If you’ve ever been to a nostalgia drag race or show, one of the things you’ll notice is there are a number of cars built to pay tribute to drivers or teams of days gone by. When I first started going to these shows, one of the things that surprised me was how many of these people had actual legends of the sport sign their cars in conspicuous places. The first time I saw Don “Big Daddy” Garlits’ signature on a dashboard, I thought it was such a wonderful idea! It struck me as a kind of two-way deal, with the car owner carrying a tribute to one of the all-time greats of racing and Don returning the favor by giving a “seal of approval” to the hot rod with his signature. Now, with that as an introduction, I have to tell you about my recent experience. I signed my first (probably last, too) car. No, the owner wasn’t paying tribute to me, nor was I giving his car my “seal of approval” (although I do approve of it wholeheartedly). The reasoning here was a completely different scenario as follows.
“Did you read the back of my car?”
“Did you say ‘yes’?”
“Yes I did!”
“Then I’d like you to sign my car.”
Meet James Joyce, driver of the ‘65 Comet wagon appropriately named “Old Testament.” Not typically the type of car built to attract attention, it is the message portrayed on the car itself that demands attention. The message, you ask? In big, bold letters across the back it reads, “This wagon was born again…how about you?”
James is your typical car guy. Before acquiring the wagon, he was building a ‘65 Mustang fastback. According to James, “I could never get the other car together, I was always fighting it all the time. Then I got this car. Every time I went to look for something for it, it was there. It was all because this car had a plan.”
The plan, if you haven’t figured out by now, is to spread the message of the Gospel through drag racing. And if the question on the tailgate isn’t enough to reel you in, the purpose of the car is reinforced by proclaiming “We Will Drag You Back to Jesus” and “Powered by Faith” on the sides.

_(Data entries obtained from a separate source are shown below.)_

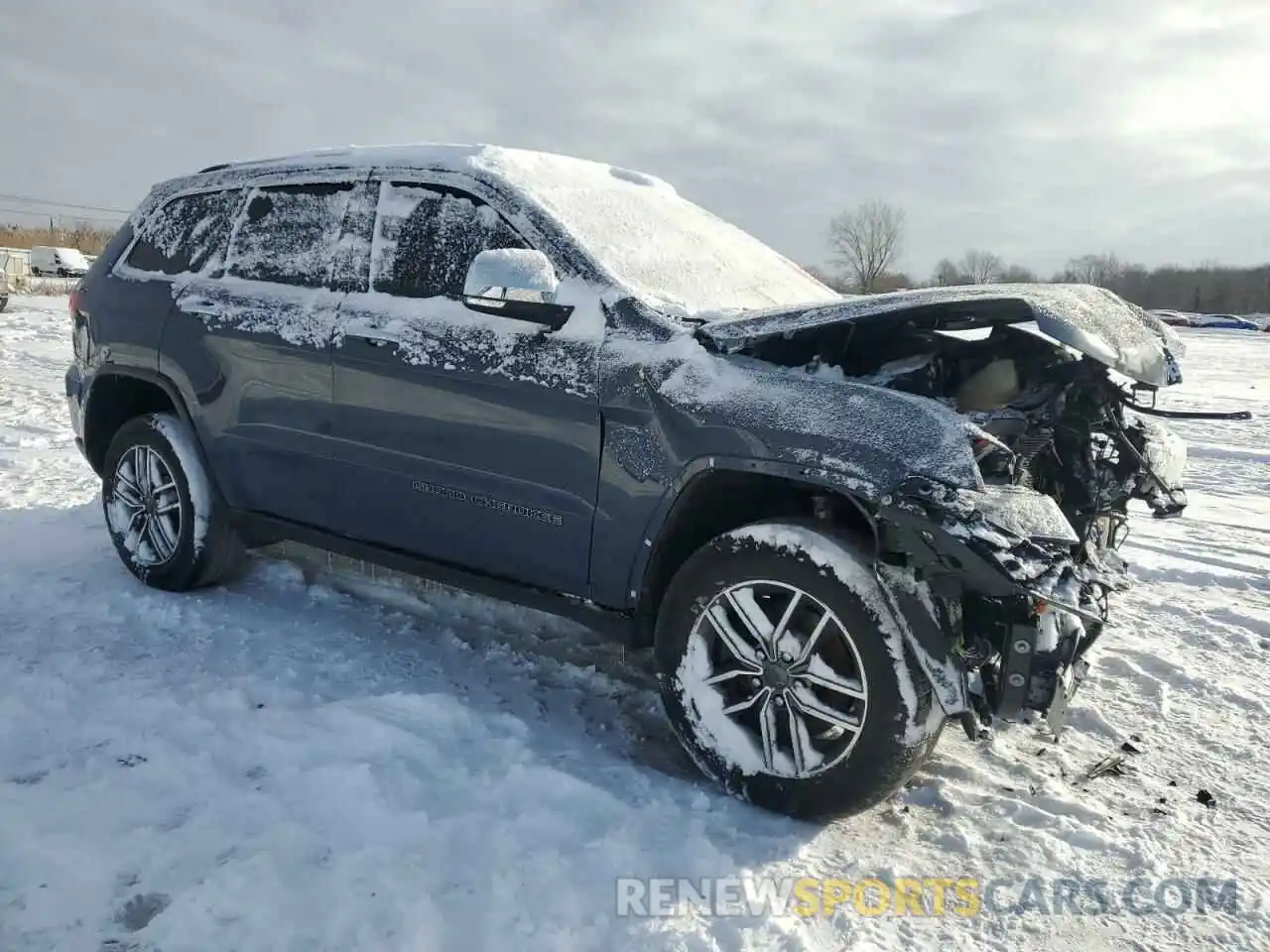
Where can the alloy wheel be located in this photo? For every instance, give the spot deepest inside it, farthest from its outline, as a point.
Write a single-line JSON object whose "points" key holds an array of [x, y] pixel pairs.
{"points": [[145, 507], [786, 673]]}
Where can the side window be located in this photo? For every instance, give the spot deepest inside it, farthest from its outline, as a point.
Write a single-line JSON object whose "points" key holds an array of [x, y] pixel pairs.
{"points": [[290, 234], [186, 235], [426, 239]]}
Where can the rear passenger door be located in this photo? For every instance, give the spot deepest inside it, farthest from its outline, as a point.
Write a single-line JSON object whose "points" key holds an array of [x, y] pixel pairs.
{"points": [[465, 438], [254, 334]]}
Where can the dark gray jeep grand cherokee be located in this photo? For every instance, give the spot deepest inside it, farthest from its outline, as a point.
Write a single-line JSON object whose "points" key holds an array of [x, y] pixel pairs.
{"points": [[837, 521]]}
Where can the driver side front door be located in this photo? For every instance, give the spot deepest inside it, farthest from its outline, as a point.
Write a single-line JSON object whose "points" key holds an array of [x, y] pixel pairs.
{"points": [[463, 438]]}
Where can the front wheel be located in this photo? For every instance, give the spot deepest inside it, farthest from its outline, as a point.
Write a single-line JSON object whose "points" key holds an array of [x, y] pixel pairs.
{"points": [[169, 526], [785, 674]]}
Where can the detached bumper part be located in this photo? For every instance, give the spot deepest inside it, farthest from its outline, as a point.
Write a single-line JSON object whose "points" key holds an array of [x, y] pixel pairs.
{"points": [[1028, 610]]}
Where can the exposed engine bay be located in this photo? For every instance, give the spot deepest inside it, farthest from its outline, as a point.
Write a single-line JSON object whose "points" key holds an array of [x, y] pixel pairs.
{"points": [[1051, 426]]}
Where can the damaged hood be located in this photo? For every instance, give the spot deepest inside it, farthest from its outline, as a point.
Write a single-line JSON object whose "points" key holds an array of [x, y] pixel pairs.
{"points": [[1087, 318]]}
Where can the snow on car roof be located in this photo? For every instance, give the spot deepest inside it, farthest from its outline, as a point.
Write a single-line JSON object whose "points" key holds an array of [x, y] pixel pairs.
{"points": [[663, 248]]}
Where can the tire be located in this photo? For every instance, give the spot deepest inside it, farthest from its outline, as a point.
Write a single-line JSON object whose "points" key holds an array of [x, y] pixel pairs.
{"points": [[198, 547], [897, 722]]}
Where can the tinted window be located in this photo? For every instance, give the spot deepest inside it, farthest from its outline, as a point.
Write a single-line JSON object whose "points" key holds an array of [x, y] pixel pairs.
{"points": [[186, 235], [290, 234], [426, 239]]}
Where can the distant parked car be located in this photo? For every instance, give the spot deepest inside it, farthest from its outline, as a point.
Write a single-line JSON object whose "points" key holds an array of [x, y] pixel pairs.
{"points": [[1227, 321], [58, 262]]}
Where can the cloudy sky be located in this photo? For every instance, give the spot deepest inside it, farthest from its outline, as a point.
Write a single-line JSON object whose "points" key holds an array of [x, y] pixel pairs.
{"points": [[1035, 128]]}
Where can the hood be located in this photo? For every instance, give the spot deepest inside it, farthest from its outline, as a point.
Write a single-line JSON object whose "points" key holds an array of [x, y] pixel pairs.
{"points": [[1088, 318]]}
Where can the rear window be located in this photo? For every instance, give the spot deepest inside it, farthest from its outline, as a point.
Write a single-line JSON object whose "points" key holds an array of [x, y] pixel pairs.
{"points": [[290, 235], [186, 235]]}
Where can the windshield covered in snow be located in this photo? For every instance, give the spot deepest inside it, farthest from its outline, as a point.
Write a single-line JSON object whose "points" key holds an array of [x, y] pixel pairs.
{"points": [[667, 250]]}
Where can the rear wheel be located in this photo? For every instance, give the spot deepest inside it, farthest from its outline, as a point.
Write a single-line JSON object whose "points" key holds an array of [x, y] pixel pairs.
{"points": [[168, 524], [785, 674]]}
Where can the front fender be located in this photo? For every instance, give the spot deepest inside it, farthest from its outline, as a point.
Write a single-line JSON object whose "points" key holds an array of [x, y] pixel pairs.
{"points": [[866, 438]]}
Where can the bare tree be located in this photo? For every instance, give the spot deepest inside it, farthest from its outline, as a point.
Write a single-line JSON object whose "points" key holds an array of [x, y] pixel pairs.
{"points": [[982, 267], [830, 280], [1102, 270], [866, 241], [948, 273]]}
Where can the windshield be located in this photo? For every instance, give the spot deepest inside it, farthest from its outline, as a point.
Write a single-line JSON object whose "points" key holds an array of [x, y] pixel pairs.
{"points": [[667, 250], [71, 258]]}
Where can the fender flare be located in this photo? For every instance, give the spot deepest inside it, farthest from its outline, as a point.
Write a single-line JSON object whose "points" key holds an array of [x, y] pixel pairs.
{"points": [[665, 515]]}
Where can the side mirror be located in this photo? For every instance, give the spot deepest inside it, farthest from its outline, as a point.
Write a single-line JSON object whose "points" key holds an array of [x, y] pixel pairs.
{"points": [[517, 284]]}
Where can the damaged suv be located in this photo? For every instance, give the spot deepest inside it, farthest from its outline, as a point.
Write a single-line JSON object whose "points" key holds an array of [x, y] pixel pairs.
{"points": [[837, 522]]}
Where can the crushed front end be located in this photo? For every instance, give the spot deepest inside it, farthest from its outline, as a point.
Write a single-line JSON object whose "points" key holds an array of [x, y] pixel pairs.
{"points": [[1021, 570]]}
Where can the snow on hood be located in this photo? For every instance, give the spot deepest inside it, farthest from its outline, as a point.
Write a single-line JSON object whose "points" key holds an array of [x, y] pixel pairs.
{"points": [[1088, 318]]}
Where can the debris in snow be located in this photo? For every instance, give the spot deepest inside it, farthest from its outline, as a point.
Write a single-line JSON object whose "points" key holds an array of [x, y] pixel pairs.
{"points": [[1110, 766], [141, 909]]}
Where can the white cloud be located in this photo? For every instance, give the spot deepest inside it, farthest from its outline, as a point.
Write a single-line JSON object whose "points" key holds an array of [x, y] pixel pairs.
{"points": [[1038, 130]]}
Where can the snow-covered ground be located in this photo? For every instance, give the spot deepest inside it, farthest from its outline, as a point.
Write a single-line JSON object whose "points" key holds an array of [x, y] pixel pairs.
{"points": [[282, 766]]}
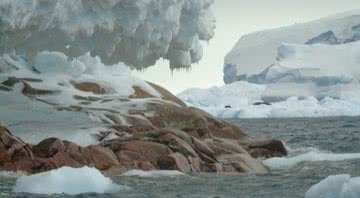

Like most hot rods, there’s a story to the build. The oil pan came from Florida, the headers from Chicago, the transmission and converter came from Connecticut, the rear was originally built for the Mustang (in a divine twist, the rear was an exact fit!) and the intake came from southern Maryland by way of a trade. Through all this, James believes God provided the path for the car to make it to the end, that this car had a purpose beyond just drag racing. After watching this car make a pass down the 1320, it’s obvious this car (and driver) does have a purpose and one that will be successful. As it says on the side, I believe James and the Old Testament Comet will definitely drag people back to Jesus.